The Snake on the Pole

Read: John 3:14-18, Numbers 21:4-9

Not far from the famous Scripture, “For God so loved the world . . .” in John 3:16, we come upon another passage that is more cryptic: “Just as Moses lifted up the snake in the desert, so the Son of Man must be lifted up, that everyone who believes in him may have eternal life.” (John 3:14-15) What is this “lifted up snake” thing all about?

We find the answer back in Numbers chapter 21. The Israelites were wandering in the desert after the Exodus from Egypt and, as was often the case, they were mumbling and grumbling against God, complaining about how miserable their life was. They were sinful and disobedient (just as we often are). And God brought a well-deserved punishment on them: poisonous snakes that slithered through the camp biting the people. The snakebites were fatal.

The people begged Moses to intercede with God on their behalf, and he did so. God, in His endless mercy, provided salvation from the punishment for sin: a bronze snake was crafted and lifted up on a pole. The bronze snake cured the poisonous snakebites. There was just one catch: salvation was not automatic just because the snake was lifted up. Each individual had to choose to turn his head and look at the snake in order to be saved. Anyone who refused to do so would die.

The interesting thing is that Jesus himself said that his crucifixion would be just like Moses lifting the snake on the pole. Just like the snake, God provided Jesus on the cross to take away the penalty for our sins. And just like the snake on the pole, this salvation is not automatic because of Jesus’ completed work. We have to “look at the snake.” We have to turn our eyes upon Jesus and accept by faith His free gift of salvation.

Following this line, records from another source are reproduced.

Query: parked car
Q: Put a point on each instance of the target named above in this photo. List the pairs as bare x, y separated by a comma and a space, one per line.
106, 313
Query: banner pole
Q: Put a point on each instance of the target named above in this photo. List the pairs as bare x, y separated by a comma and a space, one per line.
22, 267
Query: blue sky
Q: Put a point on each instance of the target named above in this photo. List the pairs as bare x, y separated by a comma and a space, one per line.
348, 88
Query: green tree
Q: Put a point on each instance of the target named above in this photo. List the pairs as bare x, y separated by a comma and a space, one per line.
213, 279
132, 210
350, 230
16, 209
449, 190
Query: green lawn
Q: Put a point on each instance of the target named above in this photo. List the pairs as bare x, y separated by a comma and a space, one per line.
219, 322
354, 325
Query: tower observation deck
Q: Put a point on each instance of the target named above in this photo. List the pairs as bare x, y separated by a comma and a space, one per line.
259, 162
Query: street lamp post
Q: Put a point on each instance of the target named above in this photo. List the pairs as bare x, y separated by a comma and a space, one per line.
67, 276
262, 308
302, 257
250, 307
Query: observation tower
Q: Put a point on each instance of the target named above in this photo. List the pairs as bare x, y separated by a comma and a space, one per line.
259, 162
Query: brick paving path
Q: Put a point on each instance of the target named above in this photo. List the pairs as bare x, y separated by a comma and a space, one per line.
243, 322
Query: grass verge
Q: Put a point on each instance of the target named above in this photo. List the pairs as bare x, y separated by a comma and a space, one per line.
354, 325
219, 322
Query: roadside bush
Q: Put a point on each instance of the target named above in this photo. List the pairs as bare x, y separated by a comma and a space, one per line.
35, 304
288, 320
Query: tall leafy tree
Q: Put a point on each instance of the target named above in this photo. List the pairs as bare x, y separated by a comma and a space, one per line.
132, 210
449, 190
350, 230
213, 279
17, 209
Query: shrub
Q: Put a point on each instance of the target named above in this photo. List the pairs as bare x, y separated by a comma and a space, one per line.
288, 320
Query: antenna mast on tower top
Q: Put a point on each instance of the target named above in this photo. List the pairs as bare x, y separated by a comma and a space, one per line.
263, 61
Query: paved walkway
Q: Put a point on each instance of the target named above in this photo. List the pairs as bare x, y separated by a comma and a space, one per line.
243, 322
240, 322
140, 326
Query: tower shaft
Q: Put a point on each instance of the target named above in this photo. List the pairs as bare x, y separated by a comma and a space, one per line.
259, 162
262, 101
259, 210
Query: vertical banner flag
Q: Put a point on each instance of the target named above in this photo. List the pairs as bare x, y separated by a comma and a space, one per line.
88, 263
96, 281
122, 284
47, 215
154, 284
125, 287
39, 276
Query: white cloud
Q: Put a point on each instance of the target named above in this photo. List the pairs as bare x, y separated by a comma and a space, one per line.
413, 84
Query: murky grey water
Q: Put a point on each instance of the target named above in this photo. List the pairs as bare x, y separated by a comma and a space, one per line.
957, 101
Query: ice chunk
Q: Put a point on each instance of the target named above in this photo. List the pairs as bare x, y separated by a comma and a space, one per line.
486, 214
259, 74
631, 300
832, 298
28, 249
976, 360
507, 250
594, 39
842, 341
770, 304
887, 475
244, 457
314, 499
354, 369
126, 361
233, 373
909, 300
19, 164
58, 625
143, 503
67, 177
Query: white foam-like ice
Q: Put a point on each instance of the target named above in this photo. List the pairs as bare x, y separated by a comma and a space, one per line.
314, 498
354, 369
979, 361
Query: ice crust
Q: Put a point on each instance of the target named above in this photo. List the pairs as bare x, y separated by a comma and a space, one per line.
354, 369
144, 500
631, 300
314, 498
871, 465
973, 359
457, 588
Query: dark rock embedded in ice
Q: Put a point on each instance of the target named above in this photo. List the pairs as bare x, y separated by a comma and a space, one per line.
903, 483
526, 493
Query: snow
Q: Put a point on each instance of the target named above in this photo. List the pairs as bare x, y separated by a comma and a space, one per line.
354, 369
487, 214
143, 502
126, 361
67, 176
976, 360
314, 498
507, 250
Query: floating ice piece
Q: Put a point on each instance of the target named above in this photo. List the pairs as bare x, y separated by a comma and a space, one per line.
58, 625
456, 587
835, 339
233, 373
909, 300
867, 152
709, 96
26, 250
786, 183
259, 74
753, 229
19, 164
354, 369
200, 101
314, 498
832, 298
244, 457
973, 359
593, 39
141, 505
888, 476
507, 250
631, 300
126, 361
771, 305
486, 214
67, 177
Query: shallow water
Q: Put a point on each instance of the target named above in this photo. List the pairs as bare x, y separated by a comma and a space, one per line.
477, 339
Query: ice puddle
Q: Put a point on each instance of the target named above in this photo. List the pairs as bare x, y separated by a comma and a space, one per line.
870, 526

Scripture doesn’t tell us whether any of the Jews refused to look at the snake, and died instead. Maybe some of them said, “I just don’t believe in bronze snakes,” or “the snake may be right for you, but it’s not my truth.” Today, however, we live in the world in which millions of people choose not to look at Jesus on the cross and put their faith in Him.

Maybe there are one or two who need to hear your testimony today.